Travian and OGame — two browser strategy giants
Travian and OGame have both been active for over 20 years and are among the longest-lasting browser strategy games ever. Travian has been running since 2004, OGame since 2002. Both have built and maintained millions of players — with the same core mechanics, but different setting and rhythm.
Anyone who knows Travian and is looking for a space equivalent — or who has played Travian and wants more strategic depth — will find their ideal next step in OGame.
The parallels: Travian mechanics in OGame
Resource building is the foundation
In Travian you build cropland, clay pit, wood and iron fields. In OGame you build metal mines, crystal mines and deuterium synthesizers. Both systems follow the same principle: first maximise production, then finance military and expansion from the income. For Travian players, OGame's economic system is instantly familiar.

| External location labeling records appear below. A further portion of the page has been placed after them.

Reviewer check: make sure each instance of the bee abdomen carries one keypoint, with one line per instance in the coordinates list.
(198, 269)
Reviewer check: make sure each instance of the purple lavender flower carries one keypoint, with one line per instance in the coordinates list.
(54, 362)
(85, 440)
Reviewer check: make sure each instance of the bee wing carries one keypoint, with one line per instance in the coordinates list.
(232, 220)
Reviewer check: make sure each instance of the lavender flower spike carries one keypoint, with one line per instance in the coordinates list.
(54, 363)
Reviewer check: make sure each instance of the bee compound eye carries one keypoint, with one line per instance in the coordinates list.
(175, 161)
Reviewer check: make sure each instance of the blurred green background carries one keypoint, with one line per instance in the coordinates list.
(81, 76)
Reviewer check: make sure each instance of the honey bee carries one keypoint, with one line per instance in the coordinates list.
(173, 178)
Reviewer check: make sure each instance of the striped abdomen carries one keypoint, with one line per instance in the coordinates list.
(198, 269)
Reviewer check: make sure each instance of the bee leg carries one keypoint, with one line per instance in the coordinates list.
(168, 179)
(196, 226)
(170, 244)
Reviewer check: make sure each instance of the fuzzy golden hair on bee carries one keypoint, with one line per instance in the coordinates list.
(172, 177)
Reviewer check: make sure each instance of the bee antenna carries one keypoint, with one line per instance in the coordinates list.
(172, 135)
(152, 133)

Alliances as strategic core
In Travian, alliance cooperation is mandatory — you can't survive alone. In OGame it's similar: a good alliance provides protection, information and coordinated attacks. The ACS system (Alliance Combat System) in OGame allows multiple players to attack the same target simultaneously — the direct equivalent of Travian's tribal attacks.
Attack and defence
Travian's troop system with infantry, cavalry and siege weapons has its equivalent in OGame in 10 ship types with a sophisticated rapidfire system. Cruisers fire 6 times at Light Fighters. Destroyers are effective against Battleships. These interactions require the same type of tactical fleet composition as Travian's troop strategy.
Where OGame goes beyond Travian
Fleetsave — unique and indispensable
Travian players know the problem: going offline means unprotected troops. In Travian there's no elegant solution for this. OGame invented fleetsave: sending your own fleet on precisely timed missions so it's back when you wake up. This mechanic — the heart of OGame — has no comparable equivalent in Travian and creates a completely different level of excitement.

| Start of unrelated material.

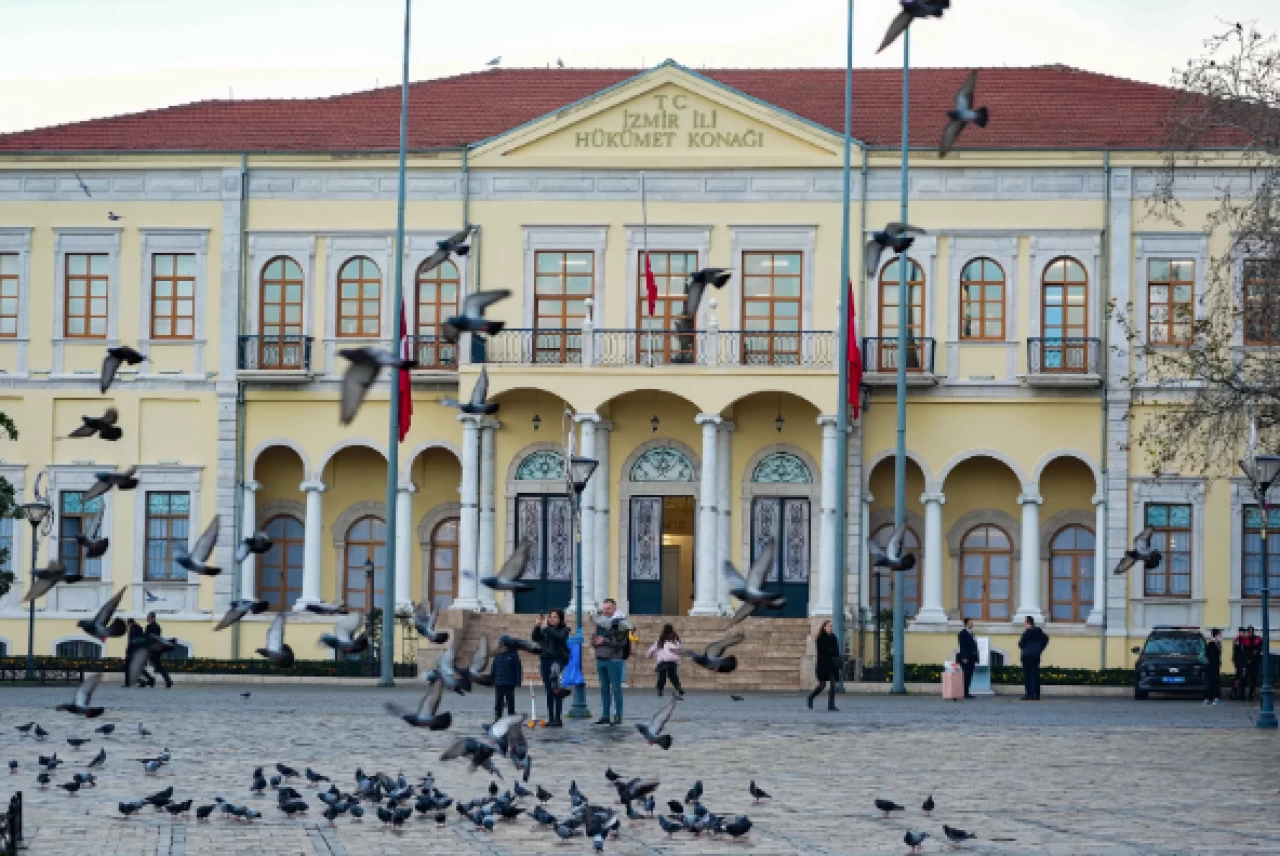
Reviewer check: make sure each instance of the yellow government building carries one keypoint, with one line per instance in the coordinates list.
(241, 245)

No season resets in permanent universes
Travian servers run for 6–12 months and are then reset. Everything gets deleted, a new server begins. OGame universes are permanent — players build for years without reset. This enables deeper relationships with fellow players, longer-term strategies and a genuine sense of one's own growth.
Three classes for personal playstyle
Travian offers three tribes (Romans, Gauls, Teutons) with different units and bonuses. OGame offers three classes with fundamentally different playstyles:
- General Class: Fleet strength, combat bonuses, faster recyclers — the aggressive raider
- Collector Class: Resource bonus, crawlers, energy bonus — the economy optimiser
- Discoverer Class: More colonies, better expeditions, longer phalanx — the explorer
Moon and sensor phalanx
OGame has a gameplay layer with the moon system that Travian completely lacks. Your own moon enables sensor phalanx — allowing you to observe enemy fleet movements in other galaxies — and jump gate for instant transport between your own moon bases. Moonshot strategy (destroying enemy moon with death star) is its own tactical chapter.
Travian advantage: The clear season end
Travian has a clear advantage for certain player types: the wonder as victory goal and the round ending with a clear winner. This competition with a clear endpoint motivates differently than OGame's continuous points ranking. Those who appreciate this seasonal feeling must seek it in Travian — OGame doesn't offer it.